Seattle got the win they needed, and there were a few promising signs along the way. It remains to be seen whether they can do it against better teams with healthy rosters, but you have to start somewhere. The defense was solid, as usual, holding Washington to 32% shooting, and the rebounding was far better in the second half, allowing just four more offensive boards. Cash led the way with 19 points, while Bird and Wright had 17 each, all three of them shooting 50% or better from the floor. Wright and Cash both attacked the basket a little more, and Bird is increasingly showing a willingness to take shots throughout the game, not just in the fourth quarter when she tended to step up last year. They need her offense for all 40 minutes now. As ever, the worry is their depth. Belinda Snell at least got some time today, playing nine minutes and hitting her sole shot. Ashley Robinson was largely redundant against the small and misfiring Washington front line, all of whom were better defended by the likes of Little and Le’coe Willingham. If anyone else in Agler top-six gets hurt, it’s hard to even conceive of what he’d do.

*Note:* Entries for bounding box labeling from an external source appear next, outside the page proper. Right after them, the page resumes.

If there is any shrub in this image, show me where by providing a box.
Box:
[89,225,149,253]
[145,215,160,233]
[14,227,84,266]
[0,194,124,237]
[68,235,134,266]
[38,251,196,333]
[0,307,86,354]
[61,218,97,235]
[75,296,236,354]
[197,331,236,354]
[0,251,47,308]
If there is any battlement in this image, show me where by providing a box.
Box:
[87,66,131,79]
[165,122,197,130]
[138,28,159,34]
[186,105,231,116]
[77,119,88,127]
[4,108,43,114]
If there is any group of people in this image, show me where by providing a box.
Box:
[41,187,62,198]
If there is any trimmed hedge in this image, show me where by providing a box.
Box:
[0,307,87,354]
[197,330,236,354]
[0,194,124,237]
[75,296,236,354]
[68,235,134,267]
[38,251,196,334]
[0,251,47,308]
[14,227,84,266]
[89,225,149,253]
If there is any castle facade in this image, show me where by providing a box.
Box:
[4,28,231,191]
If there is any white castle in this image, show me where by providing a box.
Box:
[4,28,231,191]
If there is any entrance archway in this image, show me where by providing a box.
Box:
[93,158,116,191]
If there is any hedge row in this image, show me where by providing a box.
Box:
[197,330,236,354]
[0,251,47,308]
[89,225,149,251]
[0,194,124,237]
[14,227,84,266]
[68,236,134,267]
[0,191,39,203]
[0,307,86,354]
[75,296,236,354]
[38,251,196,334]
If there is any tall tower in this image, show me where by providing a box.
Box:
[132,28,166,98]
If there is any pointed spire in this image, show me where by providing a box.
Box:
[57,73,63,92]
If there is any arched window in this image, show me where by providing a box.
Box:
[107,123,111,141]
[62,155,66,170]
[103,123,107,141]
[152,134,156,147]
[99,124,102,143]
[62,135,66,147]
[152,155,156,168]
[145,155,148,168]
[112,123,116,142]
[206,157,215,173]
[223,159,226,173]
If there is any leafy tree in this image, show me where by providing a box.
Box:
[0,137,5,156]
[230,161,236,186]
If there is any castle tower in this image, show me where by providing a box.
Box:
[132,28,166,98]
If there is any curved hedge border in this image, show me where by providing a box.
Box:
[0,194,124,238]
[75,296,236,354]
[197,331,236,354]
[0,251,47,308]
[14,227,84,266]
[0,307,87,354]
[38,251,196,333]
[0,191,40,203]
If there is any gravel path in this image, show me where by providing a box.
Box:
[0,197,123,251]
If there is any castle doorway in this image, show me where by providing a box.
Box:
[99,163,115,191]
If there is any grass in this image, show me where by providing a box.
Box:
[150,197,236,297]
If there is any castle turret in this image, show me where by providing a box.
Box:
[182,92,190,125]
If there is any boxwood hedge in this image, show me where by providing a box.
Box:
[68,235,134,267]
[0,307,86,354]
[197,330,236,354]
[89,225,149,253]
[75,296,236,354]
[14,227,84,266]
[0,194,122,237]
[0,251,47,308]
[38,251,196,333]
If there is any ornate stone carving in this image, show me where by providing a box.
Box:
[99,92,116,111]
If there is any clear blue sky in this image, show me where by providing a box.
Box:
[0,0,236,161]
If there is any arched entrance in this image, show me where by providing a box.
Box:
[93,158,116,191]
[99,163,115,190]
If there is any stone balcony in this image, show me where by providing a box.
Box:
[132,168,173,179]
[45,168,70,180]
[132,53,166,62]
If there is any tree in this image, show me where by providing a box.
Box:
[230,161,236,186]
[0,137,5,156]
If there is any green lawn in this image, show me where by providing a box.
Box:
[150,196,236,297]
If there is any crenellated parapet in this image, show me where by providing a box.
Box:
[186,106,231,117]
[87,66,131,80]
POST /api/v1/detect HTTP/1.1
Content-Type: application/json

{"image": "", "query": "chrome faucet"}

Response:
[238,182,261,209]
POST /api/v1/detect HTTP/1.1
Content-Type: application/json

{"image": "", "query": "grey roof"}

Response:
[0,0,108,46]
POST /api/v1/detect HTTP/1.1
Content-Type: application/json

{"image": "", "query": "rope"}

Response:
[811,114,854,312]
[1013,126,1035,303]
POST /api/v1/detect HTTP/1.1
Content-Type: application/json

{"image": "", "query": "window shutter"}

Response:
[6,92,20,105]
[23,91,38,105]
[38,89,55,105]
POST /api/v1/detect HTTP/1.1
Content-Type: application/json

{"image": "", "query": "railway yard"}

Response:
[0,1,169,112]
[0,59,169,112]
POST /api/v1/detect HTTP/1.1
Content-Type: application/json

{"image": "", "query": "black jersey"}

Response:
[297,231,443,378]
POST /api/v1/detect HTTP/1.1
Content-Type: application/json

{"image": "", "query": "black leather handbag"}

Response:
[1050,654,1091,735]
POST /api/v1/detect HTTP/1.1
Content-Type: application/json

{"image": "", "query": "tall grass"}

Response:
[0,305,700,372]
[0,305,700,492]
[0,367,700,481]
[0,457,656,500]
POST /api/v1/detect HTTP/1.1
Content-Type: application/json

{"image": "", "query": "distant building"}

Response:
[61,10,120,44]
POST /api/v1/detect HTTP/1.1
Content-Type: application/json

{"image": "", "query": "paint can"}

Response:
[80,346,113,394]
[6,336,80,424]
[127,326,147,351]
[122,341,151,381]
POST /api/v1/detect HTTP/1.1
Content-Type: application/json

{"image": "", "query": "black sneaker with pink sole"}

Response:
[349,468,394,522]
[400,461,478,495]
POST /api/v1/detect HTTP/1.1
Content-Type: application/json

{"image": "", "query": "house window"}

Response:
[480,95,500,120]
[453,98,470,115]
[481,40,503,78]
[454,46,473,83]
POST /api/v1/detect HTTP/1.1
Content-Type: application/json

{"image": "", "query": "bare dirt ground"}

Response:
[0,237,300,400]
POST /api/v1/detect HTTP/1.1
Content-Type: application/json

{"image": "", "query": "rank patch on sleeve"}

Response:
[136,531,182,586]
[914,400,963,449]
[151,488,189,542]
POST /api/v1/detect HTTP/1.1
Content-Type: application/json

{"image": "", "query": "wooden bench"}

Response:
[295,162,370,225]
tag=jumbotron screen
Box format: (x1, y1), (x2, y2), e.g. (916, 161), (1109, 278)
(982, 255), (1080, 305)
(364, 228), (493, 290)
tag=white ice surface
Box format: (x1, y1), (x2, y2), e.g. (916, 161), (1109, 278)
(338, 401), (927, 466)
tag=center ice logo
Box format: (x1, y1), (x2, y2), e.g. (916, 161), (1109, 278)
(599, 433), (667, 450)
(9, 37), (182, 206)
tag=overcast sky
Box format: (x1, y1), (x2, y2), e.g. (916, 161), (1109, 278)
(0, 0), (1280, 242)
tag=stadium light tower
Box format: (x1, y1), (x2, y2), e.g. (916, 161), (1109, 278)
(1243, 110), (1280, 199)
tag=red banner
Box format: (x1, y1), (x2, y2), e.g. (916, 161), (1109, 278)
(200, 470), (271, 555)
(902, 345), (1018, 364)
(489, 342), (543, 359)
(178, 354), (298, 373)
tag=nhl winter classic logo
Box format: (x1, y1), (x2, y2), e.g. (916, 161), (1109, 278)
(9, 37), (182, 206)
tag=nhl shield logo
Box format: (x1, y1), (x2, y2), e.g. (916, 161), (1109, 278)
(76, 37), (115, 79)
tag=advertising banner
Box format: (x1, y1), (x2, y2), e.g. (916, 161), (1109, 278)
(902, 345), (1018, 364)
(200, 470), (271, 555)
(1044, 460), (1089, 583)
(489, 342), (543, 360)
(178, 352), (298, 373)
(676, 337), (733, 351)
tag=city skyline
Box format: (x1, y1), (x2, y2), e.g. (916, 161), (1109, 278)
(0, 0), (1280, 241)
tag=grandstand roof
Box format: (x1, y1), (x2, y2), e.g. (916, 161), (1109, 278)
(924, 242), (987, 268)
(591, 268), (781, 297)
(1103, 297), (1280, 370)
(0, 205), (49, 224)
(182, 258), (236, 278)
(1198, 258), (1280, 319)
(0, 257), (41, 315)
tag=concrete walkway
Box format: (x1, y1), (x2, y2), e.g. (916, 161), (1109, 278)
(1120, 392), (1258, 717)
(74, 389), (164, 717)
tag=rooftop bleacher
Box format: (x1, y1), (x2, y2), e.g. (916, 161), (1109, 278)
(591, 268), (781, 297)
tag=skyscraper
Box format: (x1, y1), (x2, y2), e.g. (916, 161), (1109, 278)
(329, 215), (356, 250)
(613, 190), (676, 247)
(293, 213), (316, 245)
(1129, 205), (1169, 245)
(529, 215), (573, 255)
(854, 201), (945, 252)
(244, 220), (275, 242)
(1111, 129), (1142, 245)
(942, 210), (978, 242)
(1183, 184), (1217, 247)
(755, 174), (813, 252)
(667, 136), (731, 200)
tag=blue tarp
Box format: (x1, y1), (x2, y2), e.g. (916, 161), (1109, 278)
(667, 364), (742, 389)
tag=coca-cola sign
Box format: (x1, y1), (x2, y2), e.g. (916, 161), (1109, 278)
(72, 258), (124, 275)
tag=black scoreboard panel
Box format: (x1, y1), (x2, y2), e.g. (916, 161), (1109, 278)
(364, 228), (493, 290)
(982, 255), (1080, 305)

Surviving with a six-player rotation and a couple of minor bit-part players is going to be hard enough.
In other news…
Atlanta made the move most of us had been expecting, waiving the completely pointless Kelly Mazzante in order to re-activate Sancho Lyttle. Hopefully that means Sancho is healthy enough to make her return on Saturday in Chicago. It also means that recent pickup Courtney Paris has earned the right to stick around on Atlanta’s roster. Belorussian center Yelena Leuchanka may show up for the Dream at some point this season, but even then the more likely cut is Sandora Irvin, not Paris.
EuroBasket Women was won by Russia, who beat Turkey 59-42 in the final today, led by center Maria Stepanova and guard Elena Danilochkina. So to summarise, three teams have now booked their places in the 2012 Olympics: World Champions the USA, hosts Great Britain, and European Champions Russia. The four other continental championships (Africa, Asia, the Americas and Oceania) will all be contested later this year, and all the winners qualify directly into the Games. The next two nations from Africa, three from the Americas, two from Asia and one from Oceania will join the four from Europe (Turkey, France, the Czech Republic and Croatia) in the additional Olympic Qualifying Tournament next year, which decides the final five spots at London 2012. Hope that’s all clear. FIBA typically enjoy making things as complicated as humanly possible.
Today’s Games:
Seattle @ Washington, 4pm ET (already examined above, duh).
Thanks for the FIBA recap! Also I can’t argue with any of your Storm-related comments here, including the fact that we can likely make our way into the play-offs…if noone else gets hurt.